Pivot Table is an Excel functionality that’s been around since 1993 or to put it differently since Excel 5. It is by far the easiest and most efficient way for a non SQL user to do a BI analysis. It is so efficient that its core hasn’t really changed that much since its early days. But lately the limitations of a regular pivot table (i.e. a Pivot table based on data in Excel) are becoming very clear. Excel itself is actually a big culprit since its own limitations of 1048576 Rows means you cannot analyze more than 1048576 rows of data. This may seem like a lot, but when you talk about Databases, it’s miniscule. And furthermore, doing your analysis on two data sources at the same time is virtually impossible. Therefor functions like Vlookup have gathered their following but in a big workbook (more than 300,000 rows of data) those can bring your work in Excel to a crawl. And this is where PowerPivot comes in…


PowerPivot is an Excel AddIn that was first introduced in Excel 2010, and gives you a chance to import, merge and prepare data from more data sources at once. Removes virtually all limitations on a number of rows you can analyze. Many tables from many different sources (SQL, Azure, Oracle, Excel, Access,…) can be imported into PowerPivot and then you can relate all this data to one another. This means you can build a Data Model containing multiple data sets from multiple different sources and by connecting them gaining the ability to analyze them all in one Pivot Table. Yes, a plain old Pivot Table! It does offer a bit more functionalities because of a data source (the comparison of the two pivot tables is very well described here), but all in all you can only analyze this data through a Pivot Table in Excel.

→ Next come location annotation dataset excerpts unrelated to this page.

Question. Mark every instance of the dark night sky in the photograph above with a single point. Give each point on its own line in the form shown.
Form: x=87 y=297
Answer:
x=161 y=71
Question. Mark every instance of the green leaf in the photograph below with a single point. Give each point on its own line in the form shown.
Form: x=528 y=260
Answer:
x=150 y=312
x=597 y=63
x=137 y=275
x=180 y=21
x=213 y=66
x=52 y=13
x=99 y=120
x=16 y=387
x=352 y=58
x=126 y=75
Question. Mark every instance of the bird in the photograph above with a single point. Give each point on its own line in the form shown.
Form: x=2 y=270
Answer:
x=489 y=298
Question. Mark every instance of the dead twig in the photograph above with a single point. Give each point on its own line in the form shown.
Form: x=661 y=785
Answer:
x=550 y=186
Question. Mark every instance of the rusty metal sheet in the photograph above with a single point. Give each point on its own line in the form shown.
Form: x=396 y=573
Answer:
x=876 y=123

So to summarize, PowerPivot is an Excel AddIn that enables you to prepare your data, merge your data from multiple sources and work with Big Data (hundreds of millions rows of data). But when it’s ready, this data will be analyzed by a Pivot Table in Excel.

Hope this clears matters and helps you understand the Clapton – Mustang analogy and takes you one step closer to eternal happiness 🙂

Comments 6

  1. G says:

    Never ceases to amaze me

  2. Rentur says:

    Very nice explanation. Thank you 🙂

  3. burgess taylor says:

    Thankyou. I’ve been getting very confused, as you would think that being called Pivot it would be something to do with pivot tables. But your explanation has cleared up the problem.

    I ‘ve been exporting Excel with PowerPivot to PowerBI and wondering why only the data model came across, not the Pivot table. This is why!